かご受け部41が受け位置から下方に回動することが段差部61により規制される。そのため、かご受け部41により買い物かごKを安定した状態で受けることができる。また、かご受け部41は、受け位置から上方へ回動されることにより退避位置に退避され、その退避位置では載置面43aが左右方向の外側に向けて上方傾斜する向きで配置される。そして、かご受け部41が退避位置からさらに左右方向の外側に回動することが段差部62により規制される。かかる構成では、退避位置にあるかご受け部41を受け位置に配置する際、かご受け部41を左右方向の内側に倒すことで容易に配置することができる。

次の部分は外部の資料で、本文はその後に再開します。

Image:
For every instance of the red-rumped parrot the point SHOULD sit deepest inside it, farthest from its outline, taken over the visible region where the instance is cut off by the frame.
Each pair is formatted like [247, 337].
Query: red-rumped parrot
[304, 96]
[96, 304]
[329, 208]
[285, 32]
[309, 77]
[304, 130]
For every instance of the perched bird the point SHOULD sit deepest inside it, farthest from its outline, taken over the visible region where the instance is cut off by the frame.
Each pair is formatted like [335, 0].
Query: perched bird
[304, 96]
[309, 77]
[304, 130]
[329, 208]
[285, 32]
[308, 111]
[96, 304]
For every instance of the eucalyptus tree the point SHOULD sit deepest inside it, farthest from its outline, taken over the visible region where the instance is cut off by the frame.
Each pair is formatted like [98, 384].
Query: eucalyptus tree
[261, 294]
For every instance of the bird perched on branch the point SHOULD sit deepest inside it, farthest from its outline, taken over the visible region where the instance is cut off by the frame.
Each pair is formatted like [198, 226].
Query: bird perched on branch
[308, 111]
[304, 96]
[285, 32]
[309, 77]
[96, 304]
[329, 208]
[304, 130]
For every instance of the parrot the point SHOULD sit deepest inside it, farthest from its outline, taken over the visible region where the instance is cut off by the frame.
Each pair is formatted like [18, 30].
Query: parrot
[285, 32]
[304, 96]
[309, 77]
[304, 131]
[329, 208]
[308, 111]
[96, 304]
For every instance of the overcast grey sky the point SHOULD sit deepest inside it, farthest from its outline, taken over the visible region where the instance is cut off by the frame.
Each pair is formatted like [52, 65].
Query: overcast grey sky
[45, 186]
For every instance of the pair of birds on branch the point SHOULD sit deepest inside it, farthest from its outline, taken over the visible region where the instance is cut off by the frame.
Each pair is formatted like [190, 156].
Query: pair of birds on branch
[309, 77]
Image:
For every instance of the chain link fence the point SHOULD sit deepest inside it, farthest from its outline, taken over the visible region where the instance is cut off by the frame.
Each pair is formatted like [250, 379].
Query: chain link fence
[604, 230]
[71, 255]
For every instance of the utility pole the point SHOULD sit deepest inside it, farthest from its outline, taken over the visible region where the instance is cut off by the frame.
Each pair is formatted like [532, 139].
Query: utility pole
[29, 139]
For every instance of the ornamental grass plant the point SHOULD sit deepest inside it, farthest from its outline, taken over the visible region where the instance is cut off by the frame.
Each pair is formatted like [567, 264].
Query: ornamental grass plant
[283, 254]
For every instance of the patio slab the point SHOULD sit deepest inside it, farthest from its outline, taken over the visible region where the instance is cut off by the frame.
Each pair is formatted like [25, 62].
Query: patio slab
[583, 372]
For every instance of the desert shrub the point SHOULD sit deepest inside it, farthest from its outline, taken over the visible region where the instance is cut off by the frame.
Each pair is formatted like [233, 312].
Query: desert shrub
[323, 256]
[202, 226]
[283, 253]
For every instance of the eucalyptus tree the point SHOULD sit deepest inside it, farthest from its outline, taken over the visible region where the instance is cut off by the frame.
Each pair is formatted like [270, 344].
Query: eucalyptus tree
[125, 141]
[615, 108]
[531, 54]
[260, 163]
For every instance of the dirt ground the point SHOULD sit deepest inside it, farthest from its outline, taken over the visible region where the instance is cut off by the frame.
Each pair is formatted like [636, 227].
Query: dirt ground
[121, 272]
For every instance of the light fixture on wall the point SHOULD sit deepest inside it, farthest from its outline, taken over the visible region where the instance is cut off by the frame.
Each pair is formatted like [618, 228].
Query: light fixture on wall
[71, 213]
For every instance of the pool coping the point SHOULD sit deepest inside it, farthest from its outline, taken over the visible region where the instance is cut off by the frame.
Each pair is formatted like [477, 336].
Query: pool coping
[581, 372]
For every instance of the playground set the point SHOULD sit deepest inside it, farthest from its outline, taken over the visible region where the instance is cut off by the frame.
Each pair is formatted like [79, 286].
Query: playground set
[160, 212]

また、かご受け部41が退避位置にて左右方向の外側に大きく突出することがないため、歩行車10を移動させる際等にかご受け部41が周囲の障害物に干渉するのを抑制することができる。
本発明は上記実施形態に限らず、例えば次のように実施されてもよい。
・上記実施形態では、かご受け部41を、買い物かごを受ける受け位置から上方に回動することにより左右方向外側に退避させたが、例えばかご受け部41を受け位置から後方に回動することにより左右方向外側に退避させてもよい。

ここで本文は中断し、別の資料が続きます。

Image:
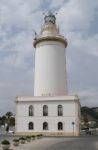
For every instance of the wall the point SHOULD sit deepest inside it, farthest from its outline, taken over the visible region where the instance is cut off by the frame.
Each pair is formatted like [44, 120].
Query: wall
[70, 114]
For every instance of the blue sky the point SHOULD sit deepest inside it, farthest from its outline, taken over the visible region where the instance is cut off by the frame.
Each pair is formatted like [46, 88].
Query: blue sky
[78, 22]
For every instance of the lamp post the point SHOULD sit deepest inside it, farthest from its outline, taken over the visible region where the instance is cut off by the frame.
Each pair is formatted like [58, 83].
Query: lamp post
[73, 123]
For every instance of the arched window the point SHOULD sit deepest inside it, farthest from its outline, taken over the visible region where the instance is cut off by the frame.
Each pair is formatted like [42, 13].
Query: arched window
[60, 126]
[60, 110]
[45, 110]
[45, 126]
[31, 110]
[31, 126]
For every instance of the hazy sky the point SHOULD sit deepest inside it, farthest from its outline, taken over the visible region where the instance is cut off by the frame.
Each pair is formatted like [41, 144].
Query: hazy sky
[78, 22]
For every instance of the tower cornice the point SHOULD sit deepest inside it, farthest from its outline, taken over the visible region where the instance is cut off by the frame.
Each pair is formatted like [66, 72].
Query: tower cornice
[50, 38]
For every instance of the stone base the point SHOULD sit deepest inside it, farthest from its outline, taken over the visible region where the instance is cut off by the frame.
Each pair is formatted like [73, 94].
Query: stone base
[49, 133]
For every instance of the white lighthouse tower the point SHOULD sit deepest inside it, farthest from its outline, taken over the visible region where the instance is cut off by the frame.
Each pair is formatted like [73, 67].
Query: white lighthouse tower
[51, 111]
[50, 62]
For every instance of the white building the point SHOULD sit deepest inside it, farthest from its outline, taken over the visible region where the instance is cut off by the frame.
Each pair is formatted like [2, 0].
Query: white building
[51, 111]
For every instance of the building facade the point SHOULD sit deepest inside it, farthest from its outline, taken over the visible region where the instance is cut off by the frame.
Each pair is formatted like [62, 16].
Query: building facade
[51, 111]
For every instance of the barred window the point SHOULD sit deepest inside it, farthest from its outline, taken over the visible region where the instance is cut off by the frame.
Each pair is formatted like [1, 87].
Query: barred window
[60, 110]
[45, 126]
[31, 126]
[45, 110]
[31, 110]
[60, 126]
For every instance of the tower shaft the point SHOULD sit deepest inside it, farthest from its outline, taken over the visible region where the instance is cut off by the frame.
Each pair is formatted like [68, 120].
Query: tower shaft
[50, 61]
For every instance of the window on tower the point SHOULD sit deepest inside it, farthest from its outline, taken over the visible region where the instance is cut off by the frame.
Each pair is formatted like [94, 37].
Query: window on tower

・例えば、かご受け部を受け位置から左右方向の外側にスライドさせることにより退避させるようにしてもよい。
・上記実施形態では、かご受け部41を左右両側に一対設けたが、かご受け部を左右両側のうちいずれか一方にのみ設けるようにしてもよい。この場合にも、かご受け部を他方の側に延びる長尺状に形成することで、買い物かごを受けることが可能となる。
・上記実施形態では、かご受け部41を座部フレーム32の延出部32aにより支持する構成としたが、例えばかご受け部41をフレーム部11の縦フレーム16に支持部材を介して支持する構成としてもよい。
・上記実施形態では、かご受け部41と座部31とにより買い物かごを受けるようにしたが、かご受け部41と座部以外の部材とにより買い物かごを受けるようにしてもよい。例えば、上記実施形態の構成において、かご受け部41の載置面43aと収容部37の上面37aとを座部31の座面31aよりも高い位置に設定し、買い物かごをかご受け部41の載置面43aと収容部37の上面37aとにそれぞれ載せるようにしてもよい。つまり、買い物かごを、かご受け部41と収容部37のみにより受けるようにしてもよい。
また、かご受け部41を座部31よりも高い位置に配置するとともに、各フレーム部11の縦フレーム16に別途、買い物かごを受ける受け部材をかご受け部41と同じ高さ位置に設けるようにしてもよい。この場合、かご受け部41と受け部材とにより買い物かごを受けることが可能となる。
・かご受け部41に、買い物かご以外のものを載せてもよい。例えば、買い物する商品が収容される段ボール箱やプラスチック容器などをかご受け部41に載せることが考えられる。
・背もたれが座部に対して後側に配置されている歩行車、すなわち座部に対して前側(所定側に相当)から着座するようになっている歩行車に本発明を適用してもよい。この場合、座部よりも前側にかご受け部を設けることになる。